Судя по всему, они открыли огонь из автоматов, едва сумели определить, кому принадлежит взорванный джип.
Уйти не успел никто. Облив машины бензином, мстители подожгли их, забрали тела своих товарищей и уехали с места преступления.
"Вуаля. Вот только куда вставить вопросы? К примеру, зачем привезли в это глухое место отмороженные злодеи криминального авторитета. А может, заманили? Тогда чем? И почему взорвался джип?

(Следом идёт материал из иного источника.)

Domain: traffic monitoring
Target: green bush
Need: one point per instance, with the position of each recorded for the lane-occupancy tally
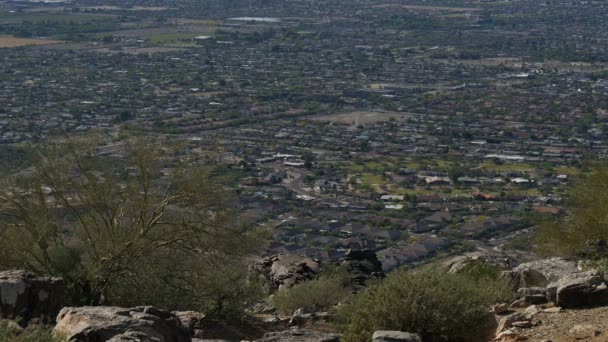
(122, 233)
(317, 294)
(433, 303)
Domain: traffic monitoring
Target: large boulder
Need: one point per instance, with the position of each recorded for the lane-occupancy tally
(193, 321)
(28, 298)
(457, 264)
(579, 290)
(106, 323)
(540, 273)
(299, 335)
(284, 271)
(395, 336)
(362, 265)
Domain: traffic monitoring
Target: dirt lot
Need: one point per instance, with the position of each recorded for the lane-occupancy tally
(432, 8)
(8, 42)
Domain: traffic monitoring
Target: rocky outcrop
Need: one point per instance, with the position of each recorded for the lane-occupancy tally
(103, 323)
(299, 335)
(284, 271)
(193, 321)
(579, 290)
(362, 265)
(395, 336)
(540, 273)
(28, 298)
(457, 264)
(560, 281)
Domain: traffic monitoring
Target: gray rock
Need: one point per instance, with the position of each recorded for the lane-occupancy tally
(533, 295)
(27, 297)
(104, 323)
(394, 336)
(284, 271)
(362, 265)
(192, 321)
(551, 269)
(299, 335)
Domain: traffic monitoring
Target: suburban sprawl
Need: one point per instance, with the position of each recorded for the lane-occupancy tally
(414, 128)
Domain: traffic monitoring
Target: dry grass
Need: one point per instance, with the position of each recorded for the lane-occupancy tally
(363, 117)
(9, 42)
(432, 8)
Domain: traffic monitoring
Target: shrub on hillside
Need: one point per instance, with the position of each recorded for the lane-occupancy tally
(317, 294)
(144, 227)
(584, 229)
(433, 303)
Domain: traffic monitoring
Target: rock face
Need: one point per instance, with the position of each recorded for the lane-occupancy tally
(539, 273)
(459, 263)
(299, 335)
(191, 320)
(362, 265)
(584, 289)
(29, 298)
(284, 271)
(559, 281)
(395, 336)
(103, 323)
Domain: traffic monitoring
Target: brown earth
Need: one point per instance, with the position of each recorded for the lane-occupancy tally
(569, 326)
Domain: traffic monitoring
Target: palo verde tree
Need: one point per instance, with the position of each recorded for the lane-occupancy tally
(584, 227)
(143, 226)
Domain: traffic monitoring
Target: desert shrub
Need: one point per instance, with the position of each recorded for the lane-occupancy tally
(317, 294)
(34, 333)
(584, 228)
(433, 303)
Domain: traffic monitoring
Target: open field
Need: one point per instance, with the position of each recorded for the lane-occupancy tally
(430, 8)
(43, 17)
(363, 117)
(9, 42)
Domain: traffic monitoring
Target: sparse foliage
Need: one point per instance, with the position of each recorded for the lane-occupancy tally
(437, 305)
(142, 227)
(586, 220)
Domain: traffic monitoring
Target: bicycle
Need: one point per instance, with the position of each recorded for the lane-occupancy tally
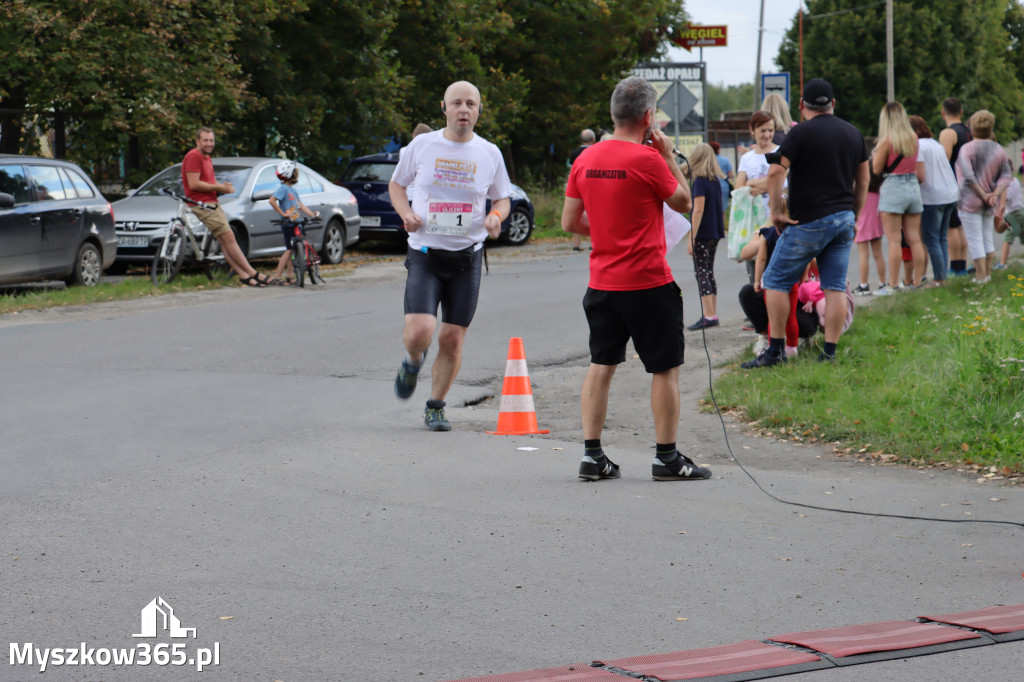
(181, 238)
(304, 257)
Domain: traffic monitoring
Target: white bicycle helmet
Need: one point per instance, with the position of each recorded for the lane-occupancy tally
(286, 169)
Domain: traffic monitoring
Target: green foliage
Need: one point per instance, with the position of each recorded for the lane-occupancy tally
(121, 70)
(318, 81)
(971, 49)
(930, 376)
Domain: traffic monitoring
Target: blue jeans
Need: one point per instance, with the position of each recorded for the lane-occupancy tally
(826, 239)
(934, 228)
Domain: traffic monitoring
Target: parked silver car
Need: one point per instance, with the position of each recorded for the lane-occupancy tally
(142, 217)
(54, 224)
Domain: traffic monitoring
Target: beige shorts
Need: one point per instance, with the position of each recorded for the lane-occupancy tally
(214, 219)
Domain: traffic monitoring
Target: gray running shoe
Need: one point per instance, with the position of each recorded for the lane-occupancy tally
(404, 381)
(682, 469)
(434, 417)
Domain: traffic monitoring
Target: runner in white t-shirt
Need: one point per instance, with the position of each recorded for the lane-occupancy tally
(454, 171)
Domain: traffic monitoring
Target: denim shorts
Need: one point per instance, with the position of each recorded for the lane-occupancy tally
(900, 194)
(826, 239)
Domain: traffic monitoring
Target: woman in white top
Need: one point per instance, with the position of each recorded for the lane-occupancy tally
(939, 195)
(753, 165)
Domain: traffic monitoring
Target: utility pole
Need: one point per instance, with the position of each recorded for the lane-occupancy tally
(757, 72)
(890, 71)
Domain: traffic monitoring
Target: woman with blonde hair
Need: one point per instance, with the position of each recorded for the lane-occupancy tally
(708, 228)
(983, 173)
(899, 198)
(779, 111)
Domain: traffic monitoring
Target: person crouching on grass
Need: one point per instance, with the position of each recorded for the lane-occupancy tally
(286, 202)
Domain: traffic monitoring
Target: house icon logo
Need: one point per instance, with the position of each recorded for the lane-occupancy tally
(157, 616)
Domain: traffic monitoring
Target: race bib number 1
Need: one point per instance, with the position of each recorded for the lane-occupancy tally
(449, 218)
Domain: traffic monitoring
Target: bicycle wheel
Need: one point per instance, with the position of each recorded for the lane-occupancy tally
(214, 262)
(312, 265)
(299, 260)
(169, 256)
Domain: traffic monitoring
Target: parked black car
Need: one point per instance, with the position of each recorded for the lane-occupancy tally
(367, 177)
(54, 224)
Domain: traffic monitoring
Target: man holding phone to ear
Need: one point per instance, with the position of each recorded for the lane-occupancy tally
(614, 195)
(454, 172)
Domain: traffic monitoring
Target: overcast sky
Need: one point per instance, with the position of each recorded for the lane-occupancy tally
(736, 62)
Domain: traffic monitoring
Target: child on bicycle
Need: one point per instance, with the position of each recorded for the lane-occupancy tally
(286, 202)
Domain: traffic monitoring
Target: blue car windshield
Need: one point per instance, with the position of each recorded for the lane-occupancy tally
(171, 178)
(369, 172)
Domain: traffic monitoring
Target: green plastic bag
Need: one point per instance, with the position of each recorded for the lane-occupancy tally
(747, 214)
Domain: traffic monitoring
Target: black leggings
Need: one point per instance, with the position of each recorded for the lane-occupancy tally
(704, 265)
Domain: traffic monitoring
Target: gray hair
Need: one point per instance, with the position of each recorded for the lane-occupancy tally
(632, 98)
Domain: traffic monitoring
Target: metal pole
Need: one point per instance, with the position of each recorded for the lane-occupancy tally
(678, 84)
(890, 72)
(757, 72)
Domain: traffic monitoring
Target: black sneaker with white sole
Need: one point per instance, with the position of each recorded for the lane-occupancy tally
(591, 469)
(682, 468)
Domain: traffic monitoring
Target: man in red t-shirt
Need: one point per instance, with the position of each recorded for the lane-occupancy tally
(614, 195)
(201, 185)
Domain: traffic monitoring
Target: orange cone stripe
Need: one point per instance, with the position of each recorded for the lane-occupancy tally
(517, 415)
(516, 386)
(515, 368)
(517, 403)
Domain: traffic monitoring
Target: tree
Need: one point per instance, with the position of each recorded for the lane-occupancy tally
(570, 54)
(124, 74)
(934, 57)
(325, 83)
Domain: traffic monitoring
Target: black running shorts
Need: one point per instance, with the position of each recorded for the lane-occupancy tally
(652, 317)
(435, 281)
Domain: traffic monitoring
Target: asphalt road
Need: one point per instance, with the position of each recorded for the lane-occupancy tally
(241, 455)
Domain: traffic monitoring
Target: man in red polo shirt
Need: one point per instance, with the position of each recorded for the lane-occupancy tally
(614, 195)
(201, 185)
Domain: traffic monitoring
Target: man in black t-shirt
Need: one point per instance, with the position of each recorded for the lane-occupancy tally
(826, 162)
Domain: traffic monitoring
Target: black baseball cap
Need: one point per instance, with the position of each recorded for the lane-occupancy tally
(818, 91)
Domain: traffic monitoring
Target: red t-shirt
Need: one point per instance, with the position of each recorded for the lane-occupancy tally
(623, 186)
(197, 162)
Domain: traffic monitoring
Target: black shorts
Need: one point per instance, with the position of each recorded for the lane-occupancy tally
(453, 283)
(652, 317)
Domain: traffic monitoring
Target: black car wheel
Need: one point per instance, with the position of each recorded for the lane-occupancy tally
(88, 266)
(334, 243)
(520, 227)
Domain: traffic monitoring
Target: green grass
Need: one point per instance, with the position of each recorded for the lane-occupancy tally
(927, 377)
(128, 289)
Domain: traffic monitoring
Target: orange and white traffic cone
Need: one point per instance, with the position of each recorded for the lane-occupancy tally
(516, 415)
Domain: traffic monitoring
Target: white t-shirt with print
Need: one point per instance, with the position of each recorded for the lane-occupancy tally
(452, 183)
(756, 167)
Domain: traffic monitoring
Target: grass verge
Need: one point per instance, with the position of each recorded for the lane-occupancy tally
(932, 377)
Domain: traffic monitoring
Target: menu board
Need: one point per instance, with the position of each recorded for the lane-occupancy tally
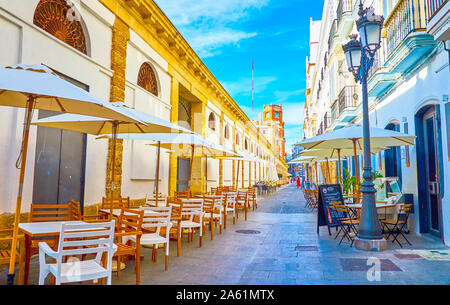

Судя по оценке криминалистов, никак не менее восьми килограмм в тротиловом эквиваленте. А самое интересное, что взорвалась самая настоящая противотанковая мина времен второй мировой войны. Неужели, совпадение? — озадачился следователь. — Хотя, почему нет? Джип трехтонная махина, а старый взрыватель способен среагировать и на крупного человека. Если все же совпало, тогда сходится ровно.
Но если с миной еще, куда, ни шло, можно примириться, то тут же всплывает новый вопрос. Распечатка звонков с сотового Лазаря обозначила последний звонок за час до взрыва, причем с трассы, где был только и возможен прием.
Неизвестный сдал автоподставщиков Лазаревским, но обозначил их место весьма своеобразно, почти прямым текстом намекнув на взрыв. И еще, и другие. Одни вопросы. Было от чего свихнуть мозги. А когда на шее висят два десятка дел, разбираться в таком скользком деле по собственной воле будет только мазохист".
Следак вытер испачканные в земле руки и выбросил из головы все глупости. Взглянул на полураскопанную яму. "Интересно, — вновь мелькнуло подозрение, — они что, не могли решиться, куда закопать тела? С какого?.." Но тут просигналил служебный УАЗик. Милиционер-водитель, красноречиво шевеля губами, пытался телепатировать начальнику о необходимости убираться из этой глухомани.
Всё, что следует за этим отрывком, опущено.